# Tv shows for ideas?



## ashley8072 (Apr 26, 2011)

Ok, so I spend most of my daily hours just looking at prepper checklists, information, and DIY stuff. Whether online or in books new and old, I'm on whatever comes to mind. Lately I've put a lot of time into television shows. So my 2 faves are Doomsday Preppers and Jericho. My DH loves the new tv series Revolution, but besides the first episode, this show gives me nothing (ok, maybe my latest toy, a crossbow). I've noticed quite a few that like Revolution, but the 15yr gap they left out is what I was hoping to see more of. I do occasionally watch Man vs Wild when I visit my parents' house, but other than that I stick to what I got at home. I like Jericho because I can see lots of communities just like that coming together to fight for their town. But I was wondering what other shows there are out there that are available. So is there any tv series' that y'all watch for some tips?


----------



## emilnon (May 8, 2012)

I enjoy The Walking Dead. Season 3 premiers this Sunday on AMC- Yay 
Haven't gleaned any rebuilding tidbits yet, but lots and lots of psychological issues surface. Human interraction is big in The Walking Dead. I am addicted!


----------



## hillobeans (May 17, 2012)

I second The Walking Dead. Falling Skies is a pretty solid show too.


----------



## jandm (Aug 2, 2012)

We started watching Survivors on Netflix.
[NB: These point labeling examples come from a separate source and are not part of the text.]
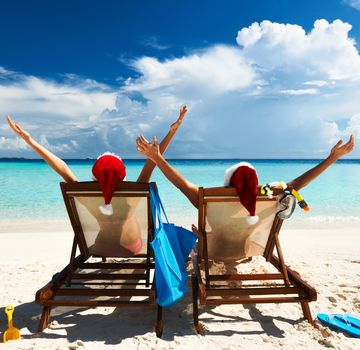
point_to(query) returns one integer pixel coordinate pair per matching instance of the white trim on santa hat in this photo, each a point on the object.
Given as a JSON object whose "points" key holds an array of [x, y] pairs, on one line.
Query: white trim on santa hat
{"points": [[109, 154], [230, 171]]}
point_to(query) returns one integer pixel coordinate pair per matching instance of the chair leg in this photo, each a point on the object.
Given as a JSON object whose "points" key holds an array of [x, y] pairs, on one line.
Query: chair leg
{"points": [[45, 318], [199, 327], [307, 313], [159, 322]]}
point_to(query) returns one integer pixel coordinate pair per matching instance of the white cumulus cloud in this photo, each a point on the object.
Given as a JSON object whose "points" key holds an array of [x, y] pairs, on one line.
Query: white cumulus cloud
{"points": [[325, 52]]}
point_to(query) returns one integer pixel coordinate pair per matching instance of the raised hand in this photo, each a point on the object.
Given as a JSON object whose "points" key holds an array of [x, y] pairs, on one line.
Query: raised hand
{"points": [[181, 116], [148, 149], [340, 150], [18, 130]]}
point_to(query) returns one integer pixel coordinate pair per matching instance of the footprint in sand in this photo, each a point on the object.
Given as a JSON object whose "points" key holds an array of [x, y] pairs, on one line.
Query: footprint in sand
{"points": [[342, 296]]}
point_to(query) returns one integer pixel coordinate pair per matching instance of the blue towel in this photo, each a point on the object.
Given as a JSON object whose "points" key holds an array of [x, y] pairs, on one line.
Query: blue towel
{"points": [[172, 245]]}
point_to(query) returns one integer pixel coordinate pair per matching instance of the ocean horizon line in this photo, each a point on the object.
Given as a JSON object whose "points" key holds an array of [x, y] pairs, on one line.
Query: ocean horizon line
{"points": [[21, 159]]}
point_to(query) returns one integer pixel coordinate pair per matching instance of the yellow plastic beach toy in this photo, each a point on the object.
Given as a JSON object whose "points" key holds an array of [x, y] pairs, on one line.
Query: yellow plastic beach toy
{"points": [[11, 333]]}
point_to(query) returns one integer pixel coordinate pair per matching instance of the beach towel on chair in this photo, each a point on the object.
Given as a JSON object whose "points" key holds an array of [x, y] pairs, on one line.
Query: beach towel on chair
{"points": [[172, 245]]}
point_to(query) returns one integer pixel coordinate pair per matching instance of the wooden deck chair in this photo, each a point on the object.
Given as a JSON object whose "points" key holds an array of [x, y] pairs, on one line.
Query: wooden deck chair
{"points": [[224, 235], [105, 273]]}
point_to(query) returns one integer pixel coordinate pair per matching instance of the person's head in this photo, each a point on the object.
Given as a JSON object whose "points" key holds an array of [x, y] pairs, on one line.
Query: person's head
{"points": [[243, 177], [109, 170]]}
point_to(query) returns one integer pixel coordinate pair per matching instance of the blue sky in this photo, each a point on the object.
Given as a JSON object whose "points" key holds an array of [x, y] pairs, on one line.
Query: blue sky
{"points": [[262, 79]]}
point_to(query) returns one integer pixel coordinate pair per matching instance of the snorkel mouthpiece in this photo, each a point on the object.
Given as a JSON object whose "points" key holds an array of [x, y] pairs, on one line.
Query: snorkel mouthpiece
{"points": [[302, 204]]}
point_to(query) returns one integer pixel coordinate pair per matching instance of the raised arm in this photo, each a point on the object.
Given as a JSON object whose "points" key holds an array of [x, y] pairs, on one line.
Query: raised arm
{"points": [[152, 151], [336, 152], [55, 162], [149, 164]]}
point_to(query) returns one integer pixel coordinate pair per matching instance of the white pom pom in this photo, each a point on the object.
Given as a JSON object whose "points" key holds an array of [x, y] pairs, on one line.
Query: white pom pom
{"points": [[252, 220], [106, 209]]}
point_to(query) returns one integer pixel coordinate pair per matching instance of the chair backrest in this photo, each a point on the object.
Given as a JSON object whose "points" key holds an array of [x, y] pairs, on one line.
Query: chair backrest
{"points": [[110, 236], [226, 235]]}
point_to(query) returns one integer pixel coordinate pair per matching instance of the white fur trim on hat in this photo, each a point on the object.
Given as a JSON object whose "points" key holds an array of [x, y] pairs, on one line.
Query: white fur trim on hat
{"points": [[252, 220], [230, 171], [109, 154], [106, 209]]}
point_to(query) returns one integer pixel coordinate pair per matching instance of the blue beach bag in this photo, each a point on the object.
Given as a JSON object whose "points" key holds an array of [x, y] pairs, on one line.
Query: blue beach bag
{"points": [[171, 245]]}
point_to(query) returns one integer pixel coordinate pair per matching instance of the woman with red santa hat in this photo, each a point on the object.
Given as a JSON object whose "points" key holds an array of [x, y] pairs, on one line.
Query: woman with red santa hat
{"points": [[108, 170], [242, 176]]}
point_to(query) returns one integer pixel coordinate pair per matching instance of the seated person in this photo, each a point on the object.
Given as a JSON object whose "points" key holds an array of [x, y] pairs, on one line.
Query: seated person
{"points": [[119, 232]]}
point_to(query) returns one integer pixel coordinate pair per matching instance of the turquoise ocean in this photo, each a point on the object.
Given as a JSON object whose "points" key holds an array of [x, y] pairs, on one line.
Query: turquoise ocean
{"points": [[30, 192]]}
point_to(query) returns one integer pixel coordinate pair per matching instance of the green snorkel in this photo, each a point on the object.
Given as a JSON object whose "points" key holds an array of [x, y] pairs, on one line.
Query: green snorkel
{"points": [[266, 190]]}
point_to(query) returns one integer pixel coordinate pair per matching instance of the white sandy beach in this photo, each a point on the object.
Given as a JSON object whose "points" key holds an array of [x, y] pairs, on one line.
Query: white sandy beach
{"points": [[327, 258]]}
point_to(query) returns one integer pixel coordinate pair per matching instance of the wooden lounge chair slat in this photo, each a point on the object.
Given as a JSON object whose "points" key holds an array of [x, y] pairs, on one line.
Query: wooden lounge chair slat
{"points": [[109, 276], [246, 277], [115, 266], [97, 303], [269, 300], [252, 291], [103, 292]]}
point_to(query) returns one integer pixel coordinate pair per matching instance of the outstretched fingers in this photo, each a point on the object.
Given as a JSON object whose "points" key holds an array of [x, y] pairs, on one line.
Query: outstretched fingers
{"points": [[14, 126]]}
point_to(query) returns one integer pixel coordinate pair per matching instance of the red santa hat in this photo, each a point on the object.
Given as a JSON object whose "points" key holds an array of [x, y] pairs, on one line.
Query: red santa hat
{"points": [[109, 170], [243, 177]]}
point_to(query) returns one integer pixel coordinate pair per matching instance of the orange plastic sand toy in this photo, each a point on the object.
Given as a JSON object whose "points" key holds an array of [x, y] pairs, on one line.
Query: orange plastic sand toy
{"points": [[11, 333]]}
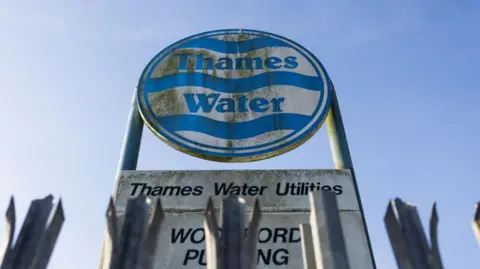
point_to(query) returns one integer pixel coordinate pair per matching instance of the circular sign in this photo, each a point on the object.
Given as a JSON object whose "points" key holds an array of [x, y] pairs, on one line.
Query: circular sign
{"points": [[234, 95]]}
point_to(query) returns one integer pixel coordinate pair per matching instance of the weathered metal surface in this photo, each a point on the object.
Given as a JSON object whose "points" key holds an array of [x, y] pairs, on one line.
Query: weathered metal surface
{"points": [[234, 95], [476, 223], [235, 248], [132, 242], [407, 236], [327, 233], [36, 240], [277, 190]]}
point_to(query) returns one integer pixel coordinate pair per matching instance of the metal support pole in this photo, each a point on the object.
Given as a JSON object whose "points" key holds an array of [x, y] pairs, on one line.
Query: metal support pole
{"points": [[408, 239], [341, 154], [130, 148], [131, 141], [476, 223], [37, 238], [323, 242]]}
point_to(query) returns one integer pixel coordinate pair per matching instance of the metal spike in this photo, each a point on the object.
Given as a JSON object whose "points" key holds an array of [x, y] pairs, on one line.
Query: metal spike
{"points": [[33, 228], [110, 251], [308, 253], [395, 234], [49, 239], [149, 245], [328, 238]]}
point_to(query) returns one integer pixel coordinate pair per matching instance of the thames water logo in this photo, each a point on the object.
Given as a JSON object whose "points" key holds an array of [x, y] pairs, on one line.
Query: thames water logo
{"points": [[234, 95]]}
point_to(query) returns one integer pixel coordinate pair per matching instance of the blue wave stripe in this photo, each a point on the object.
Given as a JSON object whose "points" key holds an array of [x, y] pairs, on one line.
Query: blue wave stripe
{"points": [[232, 47], [238, 130], [233, 85]]}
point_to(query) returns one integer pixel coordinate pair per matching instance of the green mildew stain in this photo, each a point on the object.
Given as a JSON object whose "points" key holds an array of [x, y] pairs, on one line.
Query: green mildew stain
{"points": [[165, 103]]}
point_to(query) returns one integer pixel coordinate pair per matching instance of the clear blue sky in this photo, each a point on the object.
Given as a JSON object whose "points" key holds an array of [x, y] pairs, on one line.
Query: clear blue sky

It's a BBC show about these people who survived a flu strain that only left less than one percent of the worlds population. There is an eco center in there that looks perfect.


----------



## lazydaisy67 (Nov 24, 2011)

Walking dead addict here too. The Colony was stupid cause there weren't any guns. I thought Lost started out kind of cool, but got too completely wacky for me to follow after a while and I stopped watching.


----------



## Sentry18 (Aug 5, 2012)

Walking Dead is awesome, I can't wait for Sunday. I never thought they would be able to pull off a quality zombie apocalypse show on television, but they did. Heck most movie writers / producers can't make as good of a show. 

Jericho started out good but then it fell apart during the second season. Survivors was a good show too, but (spoiler alert) when they didn't get renewed they just ended the show on a cliff hanger. Which really $&%*# me off. 

I believe there is another post-event world show called Jeremiah but I have not seen it.


----------



## Freyadog (Jan 27, 2010)

Since we do not have tv reception are any of these shows online to watch? sounds as thought they would be something that we would be interested in.


----------



## Startingout-Blair (Aug 28, 2012)

You could try Netflix.


----------



## cnsper (Sep 20, 2012)

Personally I don't care to watch much of anything that hollywierd puts out any more. The writers do not have imagination enough to come up with their own stories but instead they rehash old ones. (producers not writers) When they redid True Grit that did it for me.


----------



## invision (Aug 14, 2012)

try - MidwayUSA's Survival show... on the outdoor channel...


----------



## bahramthered (Mar 10, 2012)

If your being practical Survivorman (which is back), dual survival, and man woman wild are all useful. They all offer useful tips and show tactics.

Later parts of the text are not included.